Their hot breath turned the air white as they gathered in the dense vegetation beneath the shadows of the branches. Hunter checked his watch: nearly time. The fields ran away from the forest down a slope to a road winding along the valley bottom. When the smoke and purple mist cleared in a gust of wind channelled along the cut, Hunter saw the enemy still standing, their ranks now mottled by circular blast marks. He could feel the unspoken questions radiating from the men around him: Why don’t they run? Why don’t they attack? Why are they waiting to die?
Hunter looked at his watch again and then signalled to the others. Quickly donning masks attached to portable oxygen canisters, they dropped low. Though they were beyond the estimated blast area, they still had to be cautious.
The shelling stopped. In the disturbing silence that followed, Hunter’s ears still rang, but he removed his plugs to listen for the drone of the approaching jet. It was a Tornado GR4, one of the few they still had left after Newcastle. When it was overhead, Hunter shielded his eyes.
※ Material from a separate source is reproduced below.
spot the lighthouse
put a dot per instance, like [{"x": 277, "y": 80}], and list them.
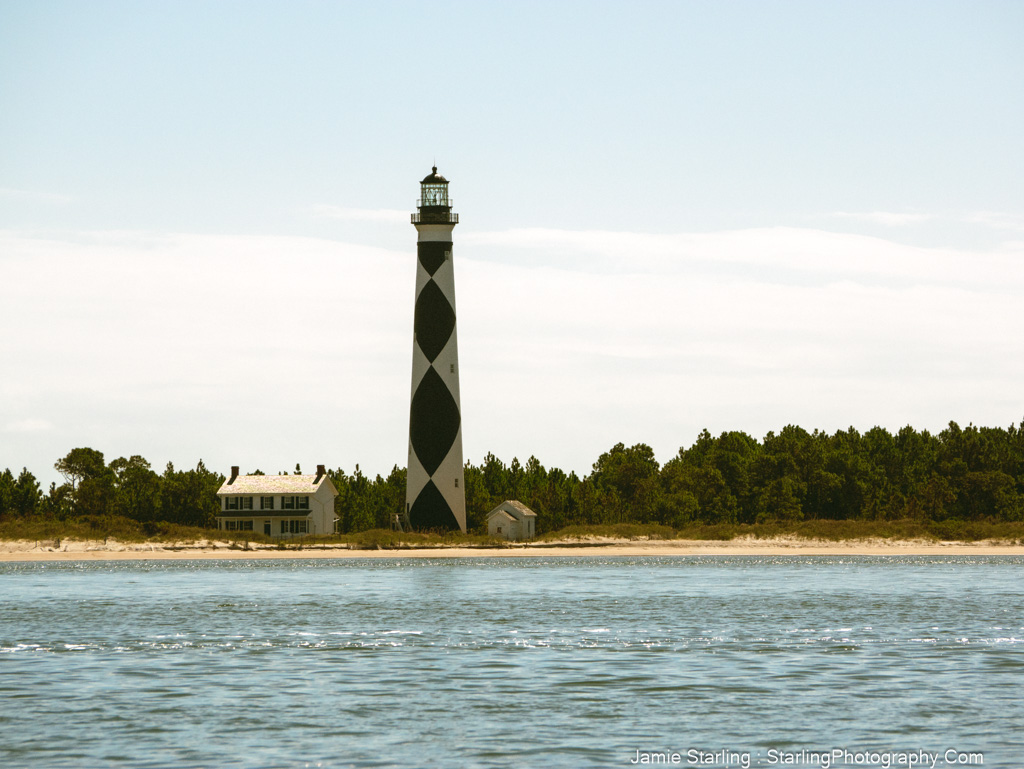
[{"x": 435, "y": 494}]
The fuel/air explosive was detonated fifty feet above the valley. Those immediately beneath the blast were vaporised instantly, others nearby seared by the tremendous heat. Hunter and his team were far enough away that the shock wave didn’t burst their eardrums or rupture their lungs. The oxygen was sucked out of the air in the immediate vicinity of the explosion, which would have been devastating for human troops, but Hunter doubted its effectiveness on this enemy. He was proved right when the thermal winds cleared and he looked up. On the periphery of the blast zone, the enemy still stood, waiting, but there was now a massive hole in the heart of the force where flames raged out of control.
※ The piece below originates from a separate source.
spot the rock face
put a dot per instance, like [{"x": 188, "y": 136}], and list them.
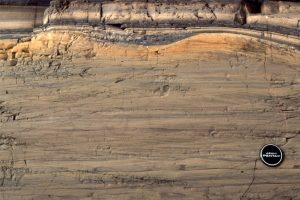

Clevis and Ormston high-fived before restraining themselves, but Bradley, Spencer and Coop were already coolly removing the explosives from their knapsacks. Equipped with what were essentially hi-tech catapults for launching the plasma bombs, they moved like ghosts through the trees. One after the other, they emerged to fire and then retreated back into the forest depths before they were seen.
Scores of the enemy fell with each blast. There was none of the panic and chaos that the General had hoped to engender, but at least they were cutting swathes out of the enemy lines.
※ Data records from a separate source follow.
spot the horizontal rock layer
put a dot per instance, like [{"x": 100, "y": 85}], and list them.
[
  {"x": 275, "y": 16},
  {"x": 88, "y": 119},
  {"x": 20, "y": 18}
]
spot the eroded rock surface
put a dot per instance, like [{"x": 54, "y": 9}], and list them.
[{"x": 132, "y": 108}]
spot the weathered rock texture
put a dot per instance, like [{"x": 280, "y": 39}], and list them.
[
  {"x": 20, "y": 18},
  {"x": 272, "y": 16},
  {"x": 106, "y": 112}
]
The team continued with the guerrilla attacks for ten full minutes, but as the blast from one of Clevis’s launches died away, Hunter saw that a change had taken place. The enemy were moving — but not slowly, not like robots coming alive in some fifties science fiction movie. In the blink of an eye, they were suddenly in rapid motion up the other side of the valley, weapons ready, but still eerily silent.
Hunter was convinced that he and his men had not been seen, but some of the enemy had now turned to the trees where they were hiding. He had the creepy feeling that the enemy didn’t need to see, that they had abilities far beyond anything anyone had imagined.
‘There’s something back here — in the trees.’ Coop’s voice had the first faint tremors of uneasiness.
There was no time to respond: the enemy moved forward too quickly. Hunter faced an attacker resembling some over-muscled barbarian from a Schwarzenegger film, naked to the waist where a blood-stained animal fur hung. He wore a twin-horned Viking helmet on top of a matted mane of red hair and a long fiery beard. Half of his face was exposed skull, and more bone could be seen protruding from his meaty forearms and muscular thighs.